We will check the model estimates using the function
summary()
. Because R is an OOP (Object-oriented
Programming) language, the method used by summary is different depending
on the class of the object (See Advanced R to learn
more about this topic). Let’s see what happens when we apply the
function to our object mod_cat
.
summary(mod_cat)
Call:
lm(formula = growth ~ tannin, data = cat)
Residuals:
Min 1Q Median 3Q Max
-2.4556 -0.8889 -0.2389 0.9778 2.8944
Coefficients:
Estimate Std. Error t value Pr(>|t|)
(Intercept) 11.7556 1.0408 11.295 9.54e-06 ***
tannin -1.2167 0.2186 -5.565 0.000846 ***
---
Signif. codes: 0 '***' 0.001 '**' 0.01 '*' 0.05 '.' 0.1 ' ' 1
Residual standard error: 1.693 on 7 degrees of freedom
Multiple R-squared: 0.8157, Adjusted R-squared: 0.7893
F-statistic: 30.97 on 1 and 7 DF, p-value: 0.0008461
ggplot(data = cat, mapping = aes(x = tannin, y = growth)) +
geom_point() +
geom_smooth(method = lm) +
theme_classic()
summary.aov(mod_cat)
Df Sum Sq Mean Sq F value Pr(>F)
tannin 1 88.82 88.82 30.97 0.000846 ***
Residuals 7 20.07 2.87
---
Signif. codes: 0 '***' 0.001 '**' 0.01 '*' 0.05 '.' 0.1 ' ' 1
predict(mod_cat)
1 2 3 4 5 6 7
11.755556 10.538889 9.322222 8.105556 6.888889 5.672222 4.455556
8 9
3.238889 2.022222
cat$fitted <- predict(mod_cat)
ggplot(data = cat) +
geom_point(aes(x = growth, y = fitted)) +
geom_abline(aes(slope = 1, intercept = 0)) +
theme_classic()
Using the following plots we can check the linear model assumptions.
3 possible outliers
In this section we will use the package fitdistrplus to find which distribution best fit the data. The examples here are extracted from Delignette-Muller & Dutang 2015.

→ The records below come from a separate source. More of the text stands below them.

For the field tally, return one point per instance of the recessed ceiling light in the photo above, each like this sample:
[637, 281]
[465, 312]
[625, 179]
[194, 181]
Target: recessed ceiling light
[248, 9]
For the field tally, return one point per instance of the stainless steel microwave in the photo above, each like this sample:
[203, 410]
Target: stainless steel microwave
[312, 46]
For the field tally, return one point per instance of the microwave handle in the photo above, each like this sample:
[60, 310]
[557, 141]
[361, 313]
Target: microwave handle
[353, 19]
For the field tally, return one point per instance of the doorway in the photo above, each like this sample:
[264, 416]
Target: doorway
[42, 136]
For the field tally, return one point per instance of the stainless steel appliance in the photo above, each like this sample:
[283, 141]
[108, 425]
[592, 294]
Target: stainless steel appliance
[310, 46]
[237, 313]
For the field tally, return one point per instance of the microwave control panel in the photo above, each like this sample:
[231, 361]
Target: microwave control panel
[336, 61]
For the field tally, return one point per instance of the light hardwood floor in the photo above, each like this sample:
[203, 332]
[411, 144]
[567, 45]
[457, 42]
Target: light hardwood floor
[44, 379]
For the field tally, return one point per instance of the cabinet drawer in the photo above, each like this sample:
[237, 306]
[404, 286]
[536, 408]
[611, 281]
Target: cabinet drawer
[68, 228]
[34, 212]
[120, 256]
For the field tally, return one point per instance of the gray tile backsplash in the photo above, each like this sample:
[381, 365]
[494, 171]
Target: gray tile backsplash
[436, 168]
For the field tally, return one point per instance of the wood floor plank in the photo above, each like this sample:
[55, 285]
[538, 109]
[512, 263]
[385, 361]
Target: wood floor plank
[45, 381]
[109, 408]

We will use the data inside the package stored in the object
groundbeef
'data.frame': 254 obs. of 1 variable:
$ serving: num 30 10 20 24 20 24 40 20 50 30 ...

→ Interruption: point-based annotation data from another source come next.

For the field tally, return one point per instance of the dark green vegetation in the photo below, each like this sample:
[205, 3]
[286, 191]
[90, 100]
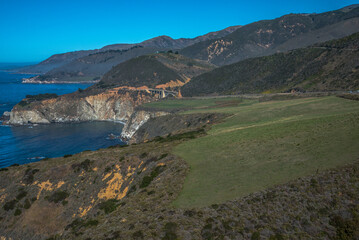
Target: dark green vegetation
[278, 35]
[330, 66]
[109, 205]
[153, 70]
[134, 192]
[58, 196]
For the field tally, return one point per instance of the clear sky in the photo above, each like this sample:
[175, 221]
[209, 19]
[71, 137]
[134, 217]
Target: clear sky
[33, 30]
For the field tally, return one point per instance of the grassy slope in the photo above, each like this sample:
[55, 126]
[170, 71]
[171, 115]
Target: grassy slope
[264, 144]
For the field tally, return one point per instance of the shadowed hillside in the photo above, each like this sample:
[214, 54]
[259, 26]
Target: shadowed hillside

plotdist(groundbeef$serving, histo = TRUE, demp = TRUE)
First, let’s describe the distribution using descriptive statistics such as median, mean, standard deviation, skewness (asymmetry) and kurtosis (“taildness”).

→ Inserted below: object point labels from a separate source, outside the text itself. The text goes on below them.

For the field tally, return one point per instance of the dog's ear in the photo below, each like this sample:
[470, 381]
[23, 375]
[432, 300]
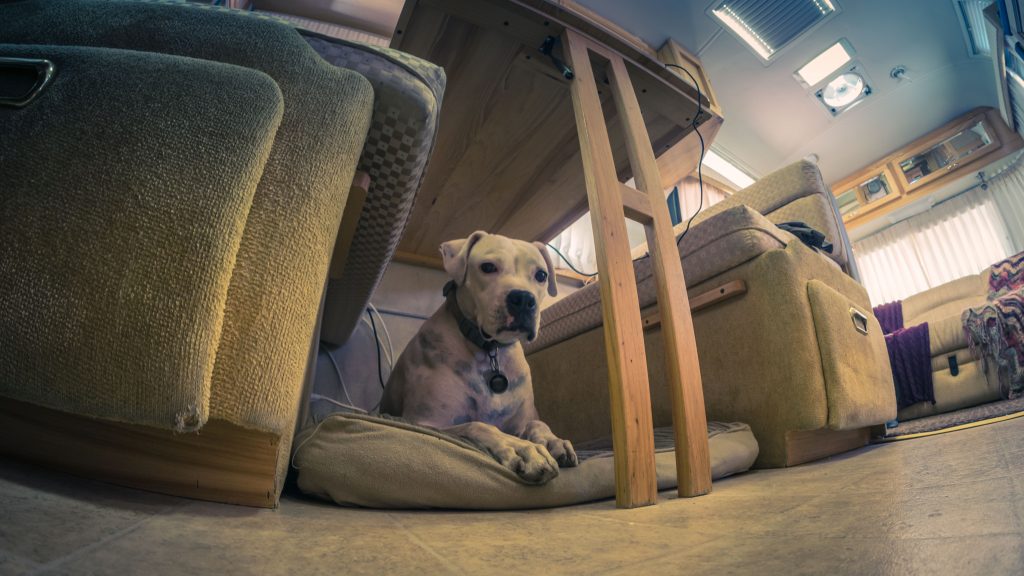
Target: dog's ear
[456, 255]
[552, 285]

descdist(groundbeef$serving, boot = 1000)
summary statistics
------
min: 10 max: 200
median: 79
mean: 73.64567
estimated sd: 35.88487
estimated skewness: 0.7352745
estimated kurtosis: 3.551384
Checking if the Weibull distribution fits to data.
Fitting of the distribution ' weibull ' by maximum likelihood
Parameters :
estimate Std. Error
shape 2.185885 0.1045755
scale 83.347679 2.5268626
Loglikelihood: -1255.225 AIC: 2514.449 BIC: 2521.524
Correlation matrix:
shape scale
shape 1.000000 0.321821
scale 0.321821 1.000000
Comparing with other continuous distributions for skewed data such as the gamma and lognormal distributions.
fg <- fitdist(groundbeef$serving, "gamma")
fln <- fitdist(groundbeef$serving, "lnorm")
par(mfrow = c(2, 2))
plot_legend <- c("Weibull", "lognormal", "gamma")
denscomp(list(fw, fln, fg), legendtext = plot_legend)
qqcomp(list(fw, fln, fg), legendtext = plot_legend)
cdfcomp(list(fw, fln, fg), legendtext = plot_legend)
ppcomp(list(fw, fln, fg), legendtext = plot_legend)
Comparing the distributions with Goodnes-of-fit statistics
Goodness-of-fit statistics
1-mle-weibull 2-mle-lnorm 3-mle-gamma
Kolmogorov-Smirnov statistic 0.1396646 0.1493090 0.1281246
Cramer-von Mises statistic 0.6840994 0.8277358 0.6934112
Anderson-Darling statistic 3.5736460 4.5436542 3.5660192
Goodness-of-fit criteria
1-mle-weibull 2-mle-lnorm 3-mle-gamma
Akaike's Information Criterion 2514.449 2526.639 2511.250
Bayesian Information Criterion 2521.524 2533.713 2518.325
Be aware that some statistics such as Cramer-von Mises, Kolmogorov-Smirnov and Anderson-Darling statistic are complicated to be used when comparing distributions with different numbers of parameters. Information Criteria are more interesting and take into account overfitting.